"En cuanto al origen de la oratoria como actividad espontánea cabe señalar que apenas si hay algún canto de la Ilíada y la Odisea en que la mesura, prudencia y elegancia del héroe en el hablar, ya en breves sentencias o en extensos parlamentos, no sean elogiadas como imprescindible virtud", había leído la tarde anterior, en una ediciòn bilingue de 1957 de un pequeño texto de Lysias, mientras me resguardaba del frio en la sala de lectura de la Facultad de Humanidades y Artes.
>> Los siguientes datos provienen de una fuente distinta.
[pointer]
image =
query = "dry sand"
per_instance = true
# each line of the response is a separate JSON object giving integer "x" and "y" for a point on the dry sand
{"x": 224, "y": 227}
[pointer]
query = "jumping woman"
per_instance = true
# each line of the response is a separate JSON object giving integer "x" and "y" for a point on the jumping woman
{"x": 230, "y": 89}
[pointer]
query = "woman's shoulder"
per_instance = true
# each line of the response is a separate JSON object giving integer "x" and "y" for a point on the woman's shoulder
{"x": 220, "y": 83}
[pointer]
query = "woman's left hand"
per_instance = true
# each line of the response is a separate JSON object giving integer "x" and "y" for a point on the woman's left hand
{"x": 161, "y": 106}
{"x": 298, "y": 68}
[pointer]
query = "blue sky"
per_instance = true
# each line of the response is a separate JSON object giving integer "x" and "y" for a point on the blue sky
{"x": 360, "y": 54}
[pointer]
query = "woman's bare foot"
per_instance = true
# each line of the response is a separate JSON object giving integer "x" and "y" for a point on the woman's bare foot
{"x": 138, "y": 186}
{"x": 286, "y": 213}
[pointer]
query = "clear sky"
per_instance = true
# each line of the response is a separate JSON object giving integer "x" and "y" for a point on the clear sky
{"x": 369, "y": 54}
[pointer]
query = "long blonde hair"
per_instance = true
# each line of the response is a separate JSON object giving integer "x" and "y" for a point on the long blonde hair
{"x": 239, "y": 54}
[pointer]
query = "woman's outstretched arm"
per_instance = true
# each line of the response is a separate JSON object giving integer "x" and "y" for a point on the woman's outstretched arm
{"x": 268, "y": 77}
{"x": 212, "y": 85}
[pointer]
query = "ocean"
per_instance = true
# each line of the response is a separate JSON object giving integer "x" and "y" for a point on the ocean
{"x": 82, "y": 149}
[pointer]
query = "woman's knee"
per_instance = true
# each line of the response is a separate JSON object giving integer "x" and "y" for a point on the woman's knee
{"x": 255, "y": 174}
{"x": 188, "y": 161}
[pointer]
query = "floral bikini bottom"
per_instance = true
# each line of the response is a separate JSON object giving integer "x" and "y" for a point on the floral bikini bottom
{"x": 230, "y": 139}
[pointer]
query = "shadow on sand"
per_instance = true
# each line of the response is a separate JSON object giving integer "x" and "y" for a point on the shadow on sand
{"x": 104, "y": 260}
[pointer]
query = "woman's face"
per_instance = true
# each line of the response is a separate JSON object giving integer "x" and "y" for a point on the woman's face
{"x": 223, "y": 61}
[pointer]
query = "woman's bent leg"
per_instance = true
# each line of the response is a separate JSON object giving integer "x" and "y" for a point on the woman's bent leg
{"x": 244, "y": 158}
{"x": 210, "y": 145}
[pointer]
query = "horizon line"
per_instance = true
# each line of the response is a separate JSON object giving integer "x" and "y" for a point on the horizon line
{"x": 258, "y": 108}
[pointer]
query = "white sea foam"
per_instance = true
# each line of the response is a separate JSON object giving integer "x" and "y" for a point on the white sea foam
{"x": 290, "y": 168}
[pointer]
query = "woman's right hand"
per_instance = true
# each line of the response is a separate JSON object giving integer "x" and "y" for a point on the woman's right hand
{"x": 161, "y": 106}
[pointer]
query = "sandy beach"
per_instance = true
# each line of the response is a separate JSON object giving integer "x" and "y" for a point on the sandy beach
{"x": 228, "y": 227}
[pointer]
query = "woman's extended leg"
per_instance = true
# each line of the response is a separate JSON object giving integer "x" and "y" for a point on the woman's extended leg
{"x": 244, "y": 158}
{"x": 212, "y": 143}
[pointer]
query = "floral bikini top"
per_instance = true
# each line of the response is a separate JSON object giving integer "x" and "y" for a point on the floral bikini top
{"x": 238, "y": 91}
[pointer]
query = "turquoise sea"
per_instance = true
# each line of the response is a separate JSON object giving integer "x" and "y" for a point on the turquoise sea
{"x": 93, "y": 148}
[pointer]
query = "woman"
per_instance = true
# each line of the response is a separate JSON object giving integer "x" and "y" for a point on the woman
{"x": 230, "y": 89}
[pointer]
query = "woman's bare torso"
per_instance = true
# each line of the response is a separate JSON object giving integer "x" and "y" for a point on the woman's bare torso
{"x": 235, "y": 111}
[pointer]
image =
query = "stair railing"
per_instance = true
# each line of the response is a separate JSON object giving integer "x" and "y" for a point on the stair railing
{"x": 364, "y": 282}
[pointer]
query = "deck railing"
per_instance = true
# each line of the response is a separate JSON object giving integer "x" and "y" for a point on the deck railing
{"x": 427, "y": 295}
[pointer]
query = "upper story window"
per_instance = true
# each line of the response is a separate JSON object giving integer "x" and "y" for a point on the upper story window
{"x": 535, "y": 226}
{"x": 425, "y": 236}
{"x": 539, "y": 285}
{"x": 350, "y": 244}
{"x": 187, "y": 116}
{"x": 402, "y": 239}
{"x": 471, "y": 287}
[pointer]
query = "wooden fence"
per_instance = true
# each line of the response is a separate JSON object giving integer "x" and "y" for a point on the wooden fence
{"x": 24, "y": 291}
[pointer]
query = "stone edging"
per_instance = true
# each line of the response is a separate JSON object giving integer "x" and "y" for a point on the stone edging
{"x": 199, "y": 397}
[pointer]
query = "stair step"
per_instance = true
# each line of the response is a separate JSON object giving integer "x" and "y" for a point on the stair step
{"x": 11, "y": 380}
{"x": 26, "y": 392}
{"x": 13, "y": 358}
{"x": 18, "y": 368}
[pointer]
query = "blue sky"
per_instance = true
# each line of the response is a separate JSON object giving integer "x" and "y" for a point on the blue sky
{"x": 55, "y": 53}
Lo había tomado al azar, puesto que si bien me interesaba la retórica, no sabía nada de él. El salón abovedado de la biblioteca que alguna vez fue un convento, contrastaba con la luminosidad del discurso del retor.
"Lysias es sutil y elegante, y de no esperarse en un orador sino una información objetiva, no existe otro más perfecto. Nada en él es vacío, nada rebuscado. Con todo, se parece más a un límpido manantial que a un río poderoso", dijo Quintiliano de él.
Pensaba en sus límpidas construcciones cuando abandoné la Facultad y subí por la calle Entre Ríos, alejándome del centro de la ciudad, hacia la casa de mi novia. Sabía que no podría pasar la noche allí pero no me preocupaba.
Recordé el día en que el anciano estacionó su destartalada camioneta frente a la redacción del periódico que dirigía y me ofreció, con una mirada iluminada por el fanatismo y una confianza irracional, una edición que nunca leí de "Los Kerenskys argentinos".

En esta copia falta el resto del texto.